串爆想起了在杨超成为话事人之后,他们这些叔父辈照例找到他开小会。
想要让杨超知道和联胜的坐馆是怎么一回事,简单来说,给新的社团话事人上上眼药。
香烟的烟雾在内堂缭绕,像是无数游荡的魂灵。
和联胜总堂后面的这间内堂,素来是决定社团命运的地方。
红木的八仙桌,几把太师椅,墙壁上关二爷的画像在昏暗的灯光下目光炯炯,仿佛审视着在场的每一个人。
画像下方,香炉里插着的三炷长香,青烟笔直上升。
直到触及低矮的天花板才散开,给空气中混入一种廉价的檀香气味,与雪茄、烟斗的昂贵烟味格格不入。
这一次他们这些叔父辈找杨超,名义上是交接一下社团的事情。
还有一个意思,就是想要跟以前一样,拿捏一下新的话事人,让新的话事人继续当他们这些叔父辈的喉舌。
只是,没了邓伯这个掌控和联胜几十年的大佬,这些叔父辈没有一个能压阵的人。
杨超——现在应该叫超哥,或者话事人了——坐在主位,那把曾经属于林怀乐,更早之前属于吹鸡的太师椅上。

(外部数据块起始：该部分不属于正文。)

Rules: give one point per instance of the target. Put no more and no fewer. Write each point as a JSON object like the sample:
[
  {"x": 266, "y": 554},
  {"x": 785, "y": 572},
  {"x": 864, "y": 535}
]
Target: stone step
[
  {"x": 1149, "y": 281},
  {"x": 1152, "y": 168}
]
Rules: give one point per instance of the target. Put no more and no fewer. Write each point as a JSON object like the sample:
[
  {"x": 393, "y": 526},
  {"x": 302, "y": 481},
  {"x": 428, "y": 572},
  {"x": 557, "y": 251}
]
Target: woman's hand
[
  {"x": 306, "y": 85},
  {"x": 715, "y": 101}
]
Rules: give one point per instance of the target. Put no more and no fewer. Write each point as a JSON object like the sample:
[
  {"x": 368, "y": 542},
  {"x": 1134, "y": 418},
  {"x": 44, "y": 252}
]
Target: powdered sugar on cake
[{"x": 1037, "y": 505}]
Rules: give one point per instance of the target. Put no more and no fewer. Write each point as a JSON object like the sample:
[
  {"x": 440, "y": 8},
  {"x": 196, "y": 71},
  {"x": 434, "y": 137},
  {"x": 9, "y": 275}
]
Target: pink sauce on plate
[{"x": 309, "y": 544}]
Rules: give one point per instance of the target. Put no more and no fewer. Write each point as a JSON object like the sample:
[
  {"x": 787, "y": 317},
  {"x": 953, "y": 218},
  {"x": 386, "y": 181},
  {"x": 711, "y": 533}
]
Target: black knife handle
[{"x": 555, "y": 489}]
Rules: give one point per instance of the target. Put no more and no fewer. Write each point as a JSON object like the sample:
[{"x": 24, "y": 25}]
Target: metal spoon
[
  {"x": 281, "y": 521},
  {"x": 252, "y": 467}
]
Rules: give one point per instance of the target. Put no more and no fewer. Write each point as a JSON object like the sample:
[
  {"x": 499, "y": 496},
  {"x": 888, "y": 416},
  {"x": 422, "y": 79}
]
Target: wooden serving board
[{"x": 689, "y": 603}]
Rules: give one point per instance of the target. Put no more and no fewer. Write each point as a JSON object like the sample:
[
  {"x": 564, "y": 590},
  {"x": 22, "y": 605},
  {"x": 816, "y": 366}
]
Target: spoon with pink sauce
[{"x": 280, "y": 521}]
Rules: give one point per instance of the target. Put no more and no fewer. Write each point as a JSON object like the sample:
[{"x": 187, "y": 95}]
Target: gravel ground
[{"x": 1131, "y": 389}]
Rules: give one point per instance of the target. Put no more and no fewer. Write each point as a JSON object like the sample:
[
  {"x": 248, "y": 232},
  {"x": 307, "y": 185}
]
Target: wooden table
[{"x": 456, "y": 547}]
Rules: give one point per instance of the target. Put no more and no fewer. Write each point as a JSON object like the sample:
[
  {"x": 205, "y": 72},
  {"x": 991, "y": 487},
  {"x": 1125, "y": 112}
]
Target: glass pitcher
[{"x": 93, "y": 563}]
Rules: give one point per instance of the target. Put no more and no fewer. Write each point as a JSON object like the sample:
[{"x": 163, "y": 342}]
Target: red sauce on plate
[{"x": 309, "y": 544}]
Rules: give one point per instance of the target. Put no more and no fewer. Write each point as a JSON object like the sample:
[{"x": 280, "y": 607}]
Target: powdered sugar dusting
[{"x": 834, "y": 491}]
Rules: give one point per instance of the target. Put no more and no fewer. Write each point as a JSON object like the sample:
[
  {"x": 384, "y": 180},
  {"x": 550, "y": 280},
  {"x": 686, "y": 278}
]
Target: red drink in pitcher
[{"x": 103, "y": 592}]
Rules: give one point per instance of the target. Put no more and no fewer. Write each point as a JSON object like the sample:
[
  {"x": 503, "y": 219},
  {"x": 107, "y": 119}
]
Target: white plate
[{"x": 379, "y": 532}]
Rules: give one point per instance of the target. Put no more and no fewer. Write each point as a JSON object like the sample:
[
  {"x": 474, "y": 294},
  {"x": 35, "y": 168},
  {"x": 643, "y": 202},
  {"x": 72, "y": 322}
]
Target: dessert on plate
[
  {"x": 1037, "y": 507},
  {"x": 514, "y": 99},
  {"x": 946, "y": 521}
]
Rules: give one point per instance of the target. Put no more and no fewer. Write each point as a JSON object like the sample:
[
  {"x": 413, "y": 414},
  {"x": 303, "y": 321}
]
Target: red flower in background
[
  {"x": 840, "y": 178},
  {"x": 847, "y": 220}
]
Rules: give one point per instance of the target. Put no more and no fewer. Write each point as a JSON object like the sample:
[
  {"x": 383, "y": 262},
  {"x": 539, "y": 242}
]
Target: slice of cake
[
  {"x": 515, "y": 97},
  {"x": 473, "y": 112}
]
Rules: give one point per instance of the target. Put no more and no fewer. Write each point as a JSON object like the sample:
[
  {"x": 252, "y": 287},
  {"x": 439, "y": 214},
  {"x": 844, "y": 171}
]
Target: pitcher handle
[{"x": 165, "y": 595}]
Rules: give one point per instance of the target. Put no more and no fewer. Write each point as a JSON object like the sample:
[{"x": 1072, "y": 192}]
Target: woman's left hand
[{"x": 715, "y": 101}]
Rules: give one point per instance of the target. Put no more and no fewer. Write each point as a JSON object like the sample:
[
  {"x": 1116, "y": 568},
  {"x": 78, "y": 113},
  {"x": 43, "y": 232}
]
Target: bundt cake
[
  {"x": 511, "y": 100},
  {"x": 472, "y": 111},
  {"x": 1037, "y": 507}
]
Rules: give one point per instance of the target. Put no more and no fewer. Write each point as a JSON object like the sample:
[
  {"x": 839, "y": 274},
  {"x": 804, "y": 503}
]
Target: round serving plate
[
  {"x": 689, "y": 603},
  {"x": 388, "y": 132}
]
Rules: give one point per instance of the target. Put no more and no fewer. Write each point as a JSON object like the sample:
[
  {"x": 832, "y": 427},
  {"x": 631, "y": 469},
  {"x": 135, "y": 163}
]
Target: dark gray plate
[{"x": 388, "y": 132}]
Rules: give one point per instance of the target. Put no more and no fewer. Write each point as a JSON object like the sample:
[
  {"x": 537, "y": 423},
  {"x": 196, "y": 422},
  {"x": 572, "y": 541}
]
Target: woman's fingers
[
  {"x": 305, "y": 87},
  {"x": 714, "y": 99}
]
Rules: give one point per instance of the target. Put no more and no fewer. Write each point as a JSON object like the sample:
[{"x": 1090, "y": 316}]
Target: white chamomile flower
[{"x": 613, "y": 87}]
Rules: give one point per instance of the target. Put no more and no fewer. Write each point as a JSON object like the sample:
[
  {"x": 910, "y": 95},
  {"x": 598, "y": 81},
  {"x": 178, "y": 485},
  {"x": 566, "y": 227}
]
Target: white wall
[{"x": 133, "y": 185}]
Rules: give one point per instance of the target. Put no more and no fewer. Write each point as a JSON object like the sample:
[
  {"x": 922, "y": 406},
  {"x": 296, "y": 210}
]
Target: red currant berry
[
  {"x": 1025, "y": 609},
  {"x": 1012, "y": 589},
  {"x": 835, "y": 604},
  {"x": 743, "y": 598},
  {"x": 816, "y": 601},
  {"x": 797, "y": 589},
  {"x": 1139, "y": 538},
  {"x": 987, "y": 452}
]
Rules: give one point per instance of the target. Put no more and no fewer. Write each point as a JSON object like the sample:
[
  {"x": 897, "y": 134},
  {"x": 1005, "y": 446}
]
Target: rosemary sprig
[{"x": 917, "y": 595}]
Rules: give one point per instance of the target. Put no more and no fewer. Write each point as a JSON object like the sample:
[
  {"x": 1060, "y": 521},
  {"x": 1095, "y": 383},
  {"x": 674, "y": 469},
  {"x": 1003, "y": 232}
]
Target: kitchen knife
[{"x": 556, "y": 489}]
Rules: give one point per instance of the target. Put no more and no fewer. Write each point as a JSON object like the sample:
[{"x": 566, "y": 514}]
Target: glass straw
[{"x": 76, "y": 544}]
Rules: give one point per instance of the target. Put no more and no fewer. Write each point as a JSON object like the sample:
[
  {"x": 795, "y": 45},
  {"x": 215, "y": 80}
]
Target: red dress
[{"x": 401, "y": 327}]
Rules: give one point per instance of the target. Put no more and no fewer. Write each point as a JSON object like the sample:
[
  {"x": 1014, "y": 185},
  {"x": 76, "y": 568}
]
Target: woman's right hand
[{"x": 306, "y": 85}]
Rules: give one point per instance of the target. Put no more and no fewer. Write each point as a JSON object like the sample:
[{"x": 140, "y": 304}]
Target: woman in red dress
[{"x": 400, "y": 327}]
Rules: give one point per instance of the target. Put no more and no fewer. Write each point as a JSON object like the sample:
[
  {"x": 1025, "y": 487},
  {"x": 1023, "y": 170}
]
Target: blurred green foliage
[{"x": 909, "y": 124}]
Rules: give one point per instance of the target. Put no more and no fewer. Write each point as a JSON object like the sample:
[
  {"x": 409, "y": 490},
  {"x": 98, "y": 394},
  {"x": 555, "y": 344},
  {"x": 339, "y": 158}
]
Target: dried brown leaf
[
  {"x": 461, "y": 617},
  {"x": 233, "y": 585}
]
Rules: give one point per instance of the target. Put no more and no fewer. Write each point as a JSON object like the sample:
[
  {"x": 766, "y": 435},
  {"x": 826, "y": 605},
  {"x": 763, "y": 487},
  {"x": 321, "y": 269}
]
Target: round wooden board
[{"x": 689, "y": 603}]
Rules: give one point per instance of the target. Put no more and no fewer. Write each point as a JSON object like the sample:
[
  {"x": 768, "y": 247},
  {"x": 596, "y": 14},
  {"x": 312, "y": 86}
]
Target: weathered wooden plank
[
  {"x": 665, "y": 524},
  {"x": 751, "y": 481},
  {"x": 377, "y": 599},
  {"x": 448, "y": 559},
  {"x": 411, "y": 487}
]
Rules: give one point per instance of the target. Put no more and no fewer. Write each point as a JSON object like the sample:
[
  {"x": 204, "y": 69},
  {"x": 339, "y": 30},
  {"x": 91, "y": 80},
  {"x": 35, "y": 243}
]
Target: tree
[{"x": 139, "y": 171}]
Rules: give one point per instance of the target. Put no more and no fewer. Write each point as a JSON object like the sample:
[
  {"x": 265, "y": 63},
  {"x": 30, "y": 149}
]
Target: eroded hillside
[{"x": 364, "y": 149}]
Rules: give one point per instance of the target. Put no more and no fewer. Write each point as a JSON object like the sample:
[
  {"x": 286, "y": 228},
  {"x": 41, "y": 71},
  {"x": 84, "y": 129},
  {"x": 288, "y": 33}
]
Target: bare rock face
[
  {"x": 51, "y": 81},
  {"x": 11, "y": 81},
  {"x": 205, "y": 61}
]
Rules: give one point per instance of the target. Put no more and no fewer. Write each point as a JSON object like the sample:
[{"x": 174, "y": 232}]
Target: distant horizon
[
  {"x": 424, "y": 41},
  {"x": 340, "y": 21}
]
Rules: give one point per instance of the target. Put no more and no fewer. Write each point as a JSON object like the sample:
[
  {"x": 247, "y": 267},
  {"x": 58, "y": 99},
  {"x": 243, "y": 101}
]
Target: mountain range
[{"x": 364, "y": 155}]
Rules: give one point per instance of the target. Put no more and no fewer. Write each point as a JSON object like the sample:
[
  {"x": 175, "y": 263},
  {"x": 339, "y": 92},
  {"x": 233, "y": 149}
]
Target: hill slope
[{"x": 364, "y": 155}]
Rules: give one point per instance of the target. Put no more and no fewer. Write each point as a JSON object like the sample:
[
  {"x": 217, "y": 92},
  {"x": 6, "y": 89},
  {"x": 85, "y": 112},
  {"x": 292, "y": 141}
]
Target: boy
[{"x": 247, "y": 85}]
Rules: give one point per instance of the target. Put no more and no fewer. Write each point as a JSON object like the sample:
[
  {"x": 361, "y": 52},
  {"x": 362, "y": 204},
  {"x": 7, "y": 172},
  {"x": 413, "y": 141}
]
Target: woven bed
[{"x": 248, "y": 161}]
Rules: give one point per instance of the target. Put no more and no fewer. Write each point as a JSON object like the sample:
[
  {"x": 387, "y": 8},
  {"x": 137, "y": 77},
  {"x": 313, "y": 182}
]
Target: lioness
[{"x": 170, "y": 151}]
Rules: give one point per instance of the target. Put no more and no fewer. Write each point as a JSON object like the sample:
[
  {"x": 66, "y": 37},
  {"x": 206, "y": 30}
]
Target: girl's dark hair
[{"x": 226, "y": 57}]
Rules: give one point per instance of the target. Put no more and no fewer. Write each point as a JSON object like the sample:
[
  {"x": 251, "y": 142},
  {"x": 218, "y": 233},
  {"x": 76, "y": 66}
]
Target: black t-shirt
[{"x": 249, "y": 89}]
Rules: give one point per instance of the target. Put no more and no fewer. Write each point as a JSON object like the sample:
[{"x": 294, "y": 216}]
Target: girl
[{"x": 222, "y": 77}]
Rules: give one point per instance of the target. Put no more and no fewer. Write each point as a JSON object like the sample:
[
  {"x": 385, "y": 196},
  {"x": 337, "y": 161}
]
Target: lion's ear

椅子很硬,雕花的木质扶手冰凉,但他坐得四平八稳,腰杆挺直。
他身上是一套深色的定制西装,没打领带,衬衫最上面的扣子松开着。
他的装扮与周围穿着唐装或宽松衬衫的叔父辈们显得泾渭分明。
他的脸上没什么表情,眼神平静地扫过在场的每一个人。
串爆、龙根、肥华、冷佬……这些在社团里盘根错节几十年。
跺一跺脚和联胜都要震三震的老家伙们,也都在审视杨超。
会议已经进行了一阵,琐碎的财务、地盘划分事宜在一种心照不宣的压抑氛围中勉强讨论完毕。
真正的风暴,总是在看似平静之后来临。
串爆清了清嗓子,手里盘着两个油光发亮的核桃,发出“喀拉喀拉”的噪音,打破了短暂的沉默。
在邓伯走了之后,这些叔父辈里,就他的威望最高。
他年纪不小,但眼神依旧锐利得像刀子,直直地刺向杨超,不过在开口之前,脸上就带上了弥勒边的笑容。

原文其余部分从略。